Mira and Ricochet were born and raised (up to 8 weeks) in the Puppy Prodigies program. Judy does amazing things with these puppies.
http://www.puppyprodigies.com/


----------



## Faith's mommy

well now. i'll stop crying sometime later today!


----------



## riddle03

Beautiful - thank you so much for sharing. I am so proud !


----------



## janine

Pass the tissues please....what a wonderful dog, thanks for sharing the video.


----------



## Karen519

*Bogey's mom*

BOGEY'S MOM

Crying, too!!!!!
Thank you so much for sharing that beautiful girl, Ricochet and Patrick with us.

THey are BOTH TRULY amazing!!
Do you know where Richochet is?

You should email this video to everyone you can think of and post on all forums you belong to. This is MUCH TOO SPECIAL, touching and inspiring, for only us on GRF to view!
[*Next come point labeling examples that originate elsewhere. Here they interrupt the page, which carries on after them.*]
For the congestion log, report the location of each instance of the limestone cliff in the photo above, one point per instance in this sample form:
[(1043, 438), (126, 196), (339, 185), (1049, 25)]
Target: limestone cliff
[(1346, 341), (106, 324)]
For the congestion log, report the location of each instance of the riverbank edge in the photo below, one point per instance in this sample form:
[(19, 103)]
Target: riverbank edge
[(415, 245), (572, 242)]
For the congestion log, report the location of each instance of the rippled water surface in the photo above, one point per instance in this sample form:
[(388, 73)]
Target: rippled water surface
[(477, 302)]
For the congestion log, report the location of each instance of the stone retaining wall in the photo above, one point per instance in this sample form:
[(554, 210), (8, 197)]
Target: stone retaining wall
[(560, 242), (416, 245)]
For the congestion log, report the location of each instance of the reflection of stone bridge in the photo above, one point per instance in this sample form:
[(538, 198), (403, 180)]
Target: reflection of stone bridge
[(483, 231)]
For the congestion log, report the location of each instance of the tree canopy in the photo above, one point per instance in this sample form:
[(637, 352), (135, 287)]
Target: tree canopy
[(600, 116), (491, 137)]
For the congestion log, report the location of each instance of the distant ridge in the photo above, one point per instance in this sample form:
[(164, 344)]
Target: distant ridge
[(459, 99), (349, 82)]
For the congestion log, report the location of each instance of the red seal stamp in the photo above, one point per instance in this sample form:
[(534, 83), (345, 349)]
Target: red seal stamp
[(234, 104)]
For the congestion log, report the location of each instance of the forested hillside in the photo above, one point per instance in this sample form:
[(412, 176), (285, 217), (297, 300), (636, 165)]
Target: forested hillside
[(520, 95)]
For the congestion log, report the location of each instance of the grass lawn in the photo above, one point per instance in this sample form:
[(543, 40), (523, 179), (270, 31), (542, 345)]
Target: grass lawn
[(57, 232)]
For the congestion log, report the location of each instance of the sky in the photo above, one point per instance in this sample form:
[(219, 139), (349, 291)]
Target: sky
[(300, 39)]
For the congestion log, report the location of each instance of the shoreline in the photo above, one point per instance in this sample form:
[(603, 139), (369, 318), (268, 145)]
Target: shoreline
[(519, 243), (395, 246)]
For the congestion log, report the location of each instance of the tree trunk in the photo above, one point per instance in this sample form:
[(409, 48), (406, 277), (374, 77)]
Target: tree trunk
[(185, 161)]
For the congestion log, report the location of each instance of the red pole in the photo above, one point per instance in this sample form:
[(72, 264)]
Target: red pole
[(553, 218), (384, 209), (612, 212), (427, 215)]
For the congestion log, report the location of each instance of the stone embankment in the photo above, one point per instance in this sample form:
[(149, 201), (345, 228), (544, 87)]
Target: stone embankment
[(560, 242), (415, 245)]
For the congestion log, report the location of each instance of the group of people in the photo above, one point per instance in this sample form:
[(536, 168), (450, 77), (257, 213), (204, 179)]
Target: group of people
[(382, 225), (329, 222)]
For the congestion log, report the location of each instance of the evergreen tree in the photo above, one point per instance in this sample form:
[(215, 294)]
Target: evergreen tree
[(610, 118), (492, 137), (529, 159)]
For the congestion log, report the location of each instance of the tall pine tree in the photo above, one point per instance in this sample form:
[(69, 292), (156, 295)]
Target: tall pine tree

God Bless Ricochet, Patrick and Ricochet's Mom!!!!!!!!!!!!


----------



## Abbydabbydo

Wow, I love it! Applies to human's, too. Sometimes you have to go down a number of paths to find the one right for you.


----------



## sammydog

Karen519 said:


> BOGEY'S MOM
> 
> Crying, too!!!!!
> Thank you so much for sharing that beautiful girl, Ricochet and Patrick with us.
> 
> THey are BOTH TRULY amazing!!
> Do you know where Richochet is?
> 
> You should email this video to everyone you can think of and post on all forums you belong to. This is MUCH TOO SPECIAL, touching and inspiring, for only us on GRF to view!
> 
> God Bless Ricochet, Patrick and Ricochet's Mom!!!!!!!!!!!!


 
Ricochet is in the San Diego area. PLEASE pass it around!!!


----------



## sammydog

You can also follow Ricochet on Facebook
http://www.facebook.com/#/pages/Surf-Dog-Ricochet/178108649370http://www.facebook.com/#/pages/Surf-Dog-Ricochet/


----------



## Micki's Mum

Water works here! Absolutely amazing!


----------



## Bogey's Mom

We follow on Facebook and I have posted the video to my blog, sent it to all my family members and plan to share on Facebook now too.


----------